I had someone tell me that a new pool motor was going to save them $150 per month in electricity.I hate breaking peoples high hopes about saving money with electricity but the fact is, you can't beat physics. While I am a proponent of high efficiency, I believe strongly in the use of VFD (variable frequency drives) to limit costs (basically what is installed on your variable speed motor to make it more efficient for pools), it is almost impossible to save that kind of money on an average pool.
Electricity is billed by the KWH (Kilowatt Hour)
On average in the United States, residential electricity is billed at the rate of 12 cents per KWH. This means that a 100 watt light bulb, burning for 10 hours will cost you 12 cents. (100 Watts X 10 Hours = 1,000 Watts / 1,000 (Kilo) = 1 Kilowatt Hour)
The average pool has a 1 Horsepower motor
Knowing the average pool runs on a 1 horsepower motor and runs 8 hours per day, we can simply do the math.
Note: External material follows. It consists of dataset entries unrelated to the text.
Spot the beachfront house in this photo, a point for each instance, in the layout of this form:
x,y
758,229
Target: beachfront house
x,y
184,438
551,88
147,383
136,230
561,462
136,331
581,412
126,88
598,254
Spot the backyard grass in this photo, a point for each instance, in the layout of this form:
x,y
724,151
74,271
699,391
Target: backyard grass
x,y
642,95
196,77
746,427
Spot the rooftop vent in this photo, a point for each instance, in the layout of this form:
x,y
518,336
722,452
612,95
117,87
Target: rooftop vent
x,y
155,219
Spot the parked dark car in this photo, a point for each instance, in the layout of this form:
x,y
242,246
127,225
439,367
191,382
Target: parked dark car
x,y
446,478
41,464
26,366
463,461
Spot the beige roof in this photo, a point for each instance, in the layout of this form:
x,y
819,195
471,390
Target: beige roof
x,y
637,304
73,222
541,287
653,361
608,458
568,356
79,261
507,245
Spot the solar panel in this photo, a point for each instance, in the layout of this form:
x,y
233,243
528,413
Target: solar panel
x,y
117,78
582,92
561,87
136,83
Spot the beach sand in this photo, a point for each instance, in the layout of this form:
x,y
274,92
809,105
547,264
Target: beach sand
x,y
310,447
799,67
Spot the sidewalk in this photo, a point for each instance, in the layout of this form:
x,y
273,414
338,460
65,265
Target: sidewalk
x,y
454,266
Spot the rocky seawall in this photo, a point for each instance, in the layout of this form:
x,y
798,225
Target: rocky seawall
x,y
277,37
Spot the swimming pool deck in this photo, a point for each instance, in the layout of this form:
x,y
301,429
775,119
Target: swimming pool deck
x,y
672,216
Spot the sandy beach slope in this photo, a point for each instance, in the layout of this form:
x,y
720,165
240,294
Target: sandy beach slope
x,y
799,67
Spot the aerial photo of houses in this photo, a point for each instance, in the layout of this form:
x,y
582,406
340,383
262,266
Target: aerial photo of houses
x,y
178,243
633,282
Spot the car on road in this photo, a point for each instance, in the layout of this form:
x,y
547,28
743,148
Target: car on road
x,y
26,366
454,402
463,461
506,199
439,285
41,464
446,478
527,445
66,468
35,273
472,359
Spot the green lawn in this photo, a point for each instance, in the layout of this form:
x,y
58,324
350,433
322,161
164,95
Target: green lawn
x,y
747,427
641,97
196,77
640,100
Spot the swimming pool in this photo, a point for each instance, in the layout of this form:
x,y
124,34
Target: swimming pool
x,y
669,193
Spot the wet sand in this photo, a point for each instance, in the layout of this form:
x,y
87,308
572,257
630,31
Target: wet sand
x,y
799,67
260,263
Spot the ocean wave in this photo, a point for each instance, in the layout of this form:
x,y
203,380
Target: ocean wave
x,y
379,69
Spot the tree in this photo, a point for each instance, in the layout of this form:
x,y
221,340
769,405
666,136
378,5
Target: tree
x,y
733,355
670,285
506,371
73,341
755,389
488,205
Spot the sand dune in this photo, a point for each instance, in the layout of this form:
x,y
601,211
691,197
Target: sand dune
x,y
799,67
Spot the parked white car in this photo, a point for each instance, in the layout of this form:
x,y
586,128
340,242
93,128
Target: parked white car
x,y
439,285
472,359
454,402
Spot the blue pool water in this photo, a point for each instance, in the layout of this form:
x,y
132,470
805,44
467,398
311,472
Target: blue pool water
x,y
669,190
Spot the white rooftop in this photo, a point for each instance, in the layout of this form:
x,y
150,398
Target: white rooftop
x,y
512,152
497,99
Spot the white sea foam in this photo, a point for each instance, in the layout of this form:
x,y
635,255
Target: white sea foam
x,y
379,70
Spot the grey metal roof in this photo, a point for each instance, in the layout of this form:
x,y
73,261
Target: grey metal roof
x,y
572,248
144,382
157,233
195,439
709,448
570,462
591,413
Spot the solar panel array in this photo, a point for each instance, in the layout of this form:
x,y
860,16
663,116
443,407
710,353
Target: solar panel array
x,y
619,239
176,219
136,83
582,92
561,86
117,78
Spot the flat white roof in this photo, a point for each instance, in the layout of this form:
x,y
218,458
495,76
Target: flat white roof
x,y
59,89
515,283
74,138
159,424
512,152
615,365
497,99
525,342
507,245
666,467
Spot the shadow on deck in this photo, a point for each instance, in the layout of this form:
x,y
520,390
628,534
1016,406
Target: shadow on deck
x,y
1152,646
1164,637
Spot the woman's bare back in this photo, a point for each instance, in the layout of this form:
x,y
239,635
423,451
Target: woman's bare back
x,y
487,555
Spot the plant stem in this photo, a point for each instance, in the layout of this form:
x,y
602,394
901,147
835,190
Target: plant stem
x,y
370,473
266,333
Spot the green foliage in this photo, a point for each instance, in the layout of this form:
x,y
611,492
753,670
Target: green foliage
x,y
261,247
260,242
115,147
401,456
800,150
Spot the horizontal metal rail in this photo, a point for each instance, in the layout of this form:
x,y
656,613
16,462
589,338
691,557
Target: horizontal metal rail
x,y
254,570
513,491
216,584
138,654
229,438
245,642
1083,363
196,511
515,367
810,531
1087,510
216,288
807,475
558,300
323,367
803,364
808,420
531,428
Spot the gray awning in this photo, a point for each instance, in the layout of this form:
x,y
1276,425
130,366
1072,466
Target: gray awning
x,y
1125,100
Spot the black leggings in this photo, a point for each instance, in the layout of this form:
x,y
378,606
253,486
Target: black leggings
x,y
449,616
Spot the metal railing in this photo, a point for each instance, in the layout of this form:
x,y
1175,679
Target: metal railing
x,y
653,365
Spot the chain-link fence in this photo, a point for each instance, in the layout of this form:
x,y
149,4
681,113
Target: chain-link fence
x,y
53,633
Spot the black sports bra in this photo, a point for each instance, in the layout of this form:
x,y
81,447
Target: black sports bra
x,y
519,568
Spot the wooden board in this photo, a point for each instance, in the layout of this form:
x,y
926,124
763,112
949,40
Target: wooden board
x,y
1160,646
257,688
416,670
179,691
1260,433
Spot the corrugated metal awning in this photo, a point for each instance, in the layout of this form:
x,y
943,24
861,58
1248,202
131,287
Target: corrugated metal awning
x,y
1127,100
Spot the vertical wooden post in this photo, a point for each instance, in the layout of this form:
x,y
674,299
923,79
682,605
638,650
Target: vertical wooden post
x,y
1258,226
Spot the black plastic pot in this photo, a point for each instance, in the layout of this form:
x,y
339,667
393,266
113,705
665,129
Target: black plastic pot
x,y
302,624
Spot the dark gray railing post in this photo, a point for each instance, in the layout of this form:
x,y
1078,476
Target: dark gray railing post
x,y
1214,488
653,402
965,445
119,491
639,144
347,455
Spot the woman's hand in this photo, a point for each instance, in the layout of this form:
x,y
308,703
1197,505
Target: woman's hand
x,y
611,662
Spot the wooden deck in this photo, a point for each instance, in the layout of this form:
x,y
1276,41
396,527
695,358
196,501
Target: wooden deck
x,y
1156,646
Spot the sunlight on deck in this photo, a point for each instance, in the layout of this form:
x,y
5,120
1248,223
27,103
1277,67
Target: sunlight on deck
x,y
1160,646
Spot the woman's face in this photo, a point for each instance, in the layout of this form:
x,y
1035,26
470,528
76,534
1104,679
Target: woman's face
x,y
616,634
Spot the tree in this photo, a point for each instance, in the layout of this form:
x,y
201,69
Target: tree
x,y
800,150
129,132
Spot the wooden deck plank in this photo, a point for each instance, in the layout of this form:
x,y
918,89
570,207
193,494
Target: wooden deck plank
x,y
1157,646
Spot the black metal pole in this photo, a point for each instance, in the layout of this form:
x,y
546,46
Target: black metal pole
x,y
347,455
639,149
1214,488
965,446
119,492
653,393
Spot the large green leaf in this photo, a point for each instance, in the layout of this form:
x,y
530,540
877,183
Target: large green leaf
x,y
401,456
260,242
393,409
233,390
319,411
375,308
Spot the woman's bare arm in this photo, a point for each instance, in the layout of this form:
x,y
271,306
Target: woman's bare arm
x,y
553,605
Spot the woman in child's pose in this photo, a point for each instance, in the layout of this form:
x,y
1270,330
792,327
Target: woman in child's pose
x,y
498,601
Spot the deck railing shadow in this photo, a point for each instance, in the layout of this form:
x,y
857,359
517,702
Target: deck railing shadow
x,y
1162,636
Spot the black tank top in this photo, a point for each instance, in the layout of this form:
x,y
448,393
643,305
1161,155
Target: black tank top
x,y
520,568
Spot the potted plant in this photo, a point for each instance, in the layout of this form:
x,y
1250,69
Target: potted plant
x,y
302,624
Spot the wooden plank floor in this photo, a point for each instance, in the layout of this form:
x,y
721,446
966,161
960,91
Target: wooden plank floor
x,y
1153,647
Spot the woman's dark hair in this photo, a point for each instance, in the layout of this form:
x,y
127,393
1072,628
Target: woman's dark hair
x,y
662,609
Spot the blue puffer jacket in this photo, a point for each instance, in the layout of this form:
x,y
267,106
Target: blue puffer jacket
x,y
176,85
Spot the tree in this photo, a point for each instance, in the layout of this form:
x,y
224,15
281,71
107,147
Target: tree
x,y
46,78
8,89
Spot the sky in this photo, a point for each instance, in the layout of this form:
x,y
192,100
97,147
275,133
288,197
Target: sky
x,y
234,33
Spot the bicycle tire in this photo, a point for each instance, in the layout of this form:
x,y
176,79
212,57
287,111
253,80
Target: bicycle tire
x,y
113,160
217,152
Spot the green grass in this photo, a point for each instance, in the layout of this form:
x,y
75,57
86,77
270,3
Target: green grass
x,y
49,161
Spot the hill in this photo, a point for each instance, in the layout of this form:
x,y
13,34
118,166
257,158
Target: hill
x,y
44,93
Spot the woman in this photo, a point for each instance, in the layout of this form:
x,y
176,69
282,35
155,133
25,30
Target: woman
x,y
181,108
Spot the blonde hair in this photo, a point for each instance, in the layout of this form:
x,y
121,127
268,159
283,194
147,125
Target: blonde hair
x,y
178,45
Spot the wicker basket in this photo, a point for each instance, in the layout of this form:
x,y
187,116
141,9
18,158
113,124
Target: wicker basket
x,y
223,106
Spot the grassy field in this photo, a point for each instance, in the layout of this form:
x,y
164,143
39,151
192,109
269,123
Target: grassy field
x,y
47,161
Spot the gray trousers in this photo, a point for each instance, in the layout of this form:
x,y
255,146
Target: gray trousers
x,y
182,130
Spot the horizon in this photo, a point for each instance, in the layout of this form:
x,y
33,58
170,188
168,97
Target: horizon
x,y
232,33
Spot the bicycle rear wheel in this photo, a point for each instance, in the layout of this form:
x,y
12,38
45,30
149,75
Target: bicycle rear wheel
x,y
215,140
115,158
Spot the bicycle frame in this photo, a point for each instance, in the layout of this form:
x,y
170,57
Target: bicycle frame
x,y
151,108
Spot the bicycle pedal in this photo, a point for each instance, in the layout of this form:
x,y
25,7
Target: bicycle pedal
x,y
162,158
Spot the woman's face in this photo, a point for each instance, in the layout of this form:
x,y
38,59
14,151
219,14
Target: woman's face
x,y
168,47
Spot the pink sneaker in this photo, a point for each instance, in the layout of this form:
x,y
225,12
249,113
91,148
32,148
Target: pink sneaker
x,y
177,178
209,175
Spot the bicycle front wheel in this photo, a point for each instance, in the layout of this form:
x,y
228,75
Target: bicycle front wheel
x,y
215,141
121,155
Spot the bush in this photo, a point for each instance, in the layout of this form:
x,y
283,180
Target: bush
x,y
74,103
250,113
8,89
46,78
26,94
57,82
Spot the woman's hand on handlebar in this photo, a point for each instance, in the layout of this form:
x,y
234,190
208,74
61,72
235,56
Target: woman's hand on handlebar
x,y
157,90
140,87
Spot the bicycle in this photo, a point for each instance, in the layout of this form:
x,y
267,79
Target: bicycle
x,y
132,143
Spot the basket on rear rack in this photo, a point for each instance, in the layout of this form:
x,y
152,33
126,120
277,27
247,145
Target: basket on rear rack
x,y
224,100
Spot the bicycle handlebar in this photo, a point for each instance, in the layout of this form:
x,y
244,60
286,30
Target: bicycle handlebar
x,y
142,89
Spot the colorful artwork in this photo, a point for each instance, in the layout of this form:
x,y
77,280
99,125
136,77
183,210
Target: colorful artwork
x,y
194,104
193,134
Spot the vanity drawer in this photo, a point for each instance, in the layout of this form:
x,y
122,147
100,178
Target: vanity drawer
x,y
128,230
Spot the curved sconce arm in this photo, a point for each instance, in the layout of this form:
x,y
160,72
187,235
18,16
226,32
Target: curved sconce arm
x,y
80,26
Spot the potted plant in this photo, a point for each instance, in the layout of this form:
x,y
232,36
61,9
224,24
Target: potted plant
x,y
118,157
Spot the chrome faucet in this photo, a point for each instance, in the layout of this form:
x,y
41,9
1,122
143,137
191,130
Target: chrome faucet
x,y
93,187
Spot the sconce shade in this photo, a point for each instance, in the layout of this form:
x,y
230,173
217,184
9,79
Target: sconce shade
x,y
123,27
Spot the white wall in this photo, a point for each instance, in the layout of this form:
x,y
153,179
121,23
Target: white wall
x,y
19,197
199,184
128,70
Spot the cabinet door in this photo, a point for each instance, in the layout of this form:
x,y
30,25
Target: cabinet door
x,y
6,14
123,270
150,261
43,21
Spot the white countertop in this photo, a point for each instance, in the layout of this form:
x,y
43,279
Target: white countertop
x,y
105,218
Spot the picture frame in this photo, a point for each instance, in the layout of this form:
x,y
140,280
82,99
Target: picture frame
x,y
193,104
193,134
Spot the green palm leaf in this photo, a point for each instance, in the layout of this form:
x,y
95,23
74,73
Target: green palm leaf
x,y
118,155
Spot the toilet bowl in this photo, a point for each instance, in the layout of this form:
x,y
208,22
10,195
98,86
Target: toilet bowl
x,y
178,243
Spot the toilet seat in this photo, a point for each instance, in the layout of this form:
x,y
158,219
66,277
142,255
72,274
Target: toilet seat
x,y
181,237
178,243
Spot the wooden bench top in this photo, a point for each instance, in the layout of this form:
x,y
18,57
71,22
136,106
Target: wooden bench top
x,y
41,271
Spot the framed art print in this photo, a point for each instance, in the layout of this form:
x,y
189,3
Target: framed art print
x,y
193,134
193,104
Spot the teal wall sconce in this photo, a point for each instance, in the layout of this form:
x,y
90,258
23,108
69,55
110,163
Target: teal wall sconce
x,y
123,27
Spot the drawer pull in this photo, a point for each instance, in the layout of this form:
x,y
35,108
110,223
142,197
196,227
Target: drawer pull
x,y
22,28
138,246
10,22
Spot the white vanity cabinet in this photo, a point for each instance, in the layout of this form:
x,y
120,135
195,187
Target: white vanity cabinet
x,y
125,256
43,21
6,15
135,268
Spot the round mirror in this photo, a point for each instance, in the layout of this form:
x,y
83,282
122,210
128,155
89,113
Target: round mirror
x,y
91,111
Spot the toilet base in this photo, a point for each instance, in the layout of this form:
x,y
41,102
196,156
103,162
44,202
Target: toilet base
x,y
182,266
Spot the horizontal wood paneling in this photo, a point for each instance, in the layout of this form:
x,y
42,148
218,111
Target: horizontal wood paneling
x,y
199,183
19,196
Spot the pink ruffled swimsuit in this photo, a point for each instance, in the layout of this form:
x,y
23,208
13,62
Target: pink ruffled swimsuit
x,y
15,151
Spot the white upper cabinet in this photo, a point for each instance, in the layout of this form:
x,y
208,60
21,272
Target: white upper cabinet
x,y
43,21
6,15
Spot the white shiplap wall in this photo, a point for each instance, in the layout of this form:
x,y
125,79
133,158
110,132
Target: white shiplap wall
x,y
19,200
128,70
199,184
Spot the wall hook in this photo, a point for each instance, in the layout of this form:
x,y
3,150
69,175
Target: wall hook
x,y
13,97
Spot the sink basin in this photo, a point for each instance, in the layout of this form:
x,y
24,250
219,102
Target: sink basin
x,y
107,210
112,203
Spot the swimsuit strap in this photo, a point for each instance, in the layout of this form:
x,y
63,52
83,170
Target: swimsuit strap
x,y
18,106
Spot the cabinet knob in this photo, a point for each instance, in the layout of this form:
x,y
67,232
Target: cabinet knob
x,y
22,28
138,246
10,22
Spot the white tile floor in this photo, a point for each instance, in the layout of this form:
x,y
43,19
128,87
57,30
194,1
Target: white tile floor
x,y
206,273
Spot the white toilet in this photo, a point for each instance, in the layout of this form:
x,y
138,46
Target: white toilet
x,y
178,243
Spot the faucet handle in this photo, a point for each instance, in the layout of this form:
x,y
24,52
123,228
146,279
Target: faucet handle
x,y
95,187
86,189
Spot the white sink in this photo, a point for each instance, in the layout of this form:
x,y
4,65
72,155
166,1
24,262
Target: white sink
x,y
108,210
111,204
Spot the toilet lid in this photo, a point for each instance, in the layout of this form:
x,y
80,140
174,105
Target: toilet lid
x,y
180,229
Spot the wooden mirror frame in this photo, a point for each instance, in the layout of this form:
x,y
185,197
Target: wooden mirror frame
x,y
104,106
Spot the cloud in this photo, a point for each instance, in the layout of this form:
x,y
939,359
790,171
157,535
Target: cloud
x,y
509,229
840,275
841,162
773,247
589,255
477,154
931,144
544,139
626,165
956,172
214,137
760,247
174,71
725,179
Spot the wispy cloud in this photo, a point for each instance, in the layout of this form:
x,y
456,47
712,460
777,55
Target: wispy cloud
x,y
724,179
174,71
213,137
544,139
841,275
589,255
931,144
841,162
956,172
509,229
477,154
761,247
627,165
I will help you cheat a little and tell you that 1 horsepower converts to about 1,000 watts of electricity, thus a 1 horsepower motor runs on average at 1 kilowatt hour, per hour. This means our average pool motor burns 8 Kilowatts of electricity per day. 8 Kilowatts of electricity on the national average cost of 12 cents per KWH = 96 cents per day x 365 days per year = $350.40 per year or $29.20 per month.
So know the math
Know the math when making these choices on how to save electricity. Overall, despite what people want to believe, unless you have a large pool with a big motor and you run it 24 hours per day, it is not likely the cause of your high power bill.